Day 1: The embryo as a hatching blastocyst (it reaches this state after five days of cultivation in the laboratory) begins to hatch and its cells continue to divide.

Day 2: The blastocyst continues to hatch and once it’s hatched (‘out of the shell’) it begins to attach to the uterine lining – this step is absolutely crucial for a successful pregnancy.

Day 3: The blastocyst bores deeper into the uterine lining and implantation (embryo nesting) begins. Because the uterine lining is richly perfused, spotting or light bleeding may occur at this time. If you experience this, don’t worry – this isn’t a bad sign. About 20-40% of women experience this in early pregnancy regardless of the method of conception.

Day 4: At this point, the blastocyst is so deep that it connects to the blood supply in the endometrium (uterine lining). Some women may experience heavier bleeding at this time, but you don’t need to worry if you don’t experience any spotting or bleeding at all.

Day 5: The embryo implantation, or nesting, is now complete, and the embryo continues to develop allong with cells that will eventually turn into the placenta.

Day 6: Placenta cells release hCG, which is the hormone detected by pregnancy tests.  This hormone triggers increased progesterone production in the first trimester, which ensures that the uterine lining grows and keeps the foetus growing.

Day 7: The continuing development of the placenta releases even higher levels of hCG into the bloodstream.

How can you improve your chances of successful embryo implantation?

The days following an embryo transfer are full of hope as well as worrying. For many women, the two-week wait to find out if the embryo has ‘nested’ seems to last forever, and it’s only natural that they want to do everything they can to make sure it works. However, the belief that you should stay in bed for a few days or lie in strange positions is just a myth.

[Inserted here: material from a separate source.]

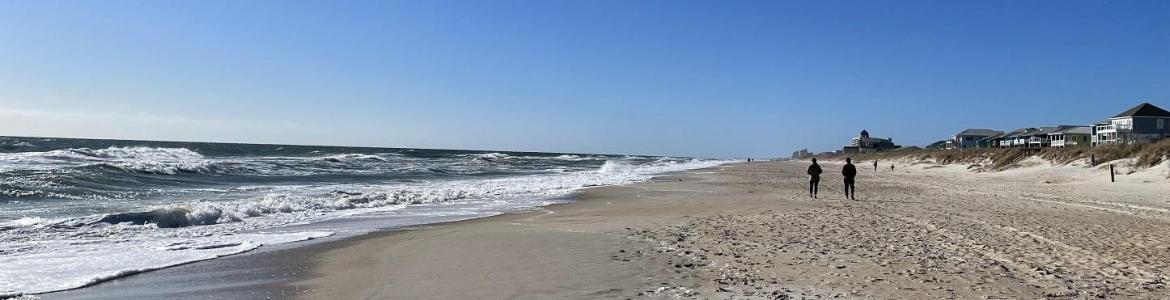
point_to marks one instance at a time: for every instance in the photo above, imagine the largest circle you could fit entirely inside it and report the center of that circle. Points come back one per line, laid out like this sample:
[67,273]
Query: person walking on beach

Although you shouldn’t overdo it after an embryo transfer, this just means you should avoid extremes: forget about excessive exercise (instead, go for a walk), don’t lift anything heavy and don’t take hot baths – this could damage the development of the embryo. Until the 10th day after the embryo transfer, you should shower with water that is ‘just right’ and focus on activities that you enjoy – only then will you avoid excessive self-observation and help the waiting period go faster.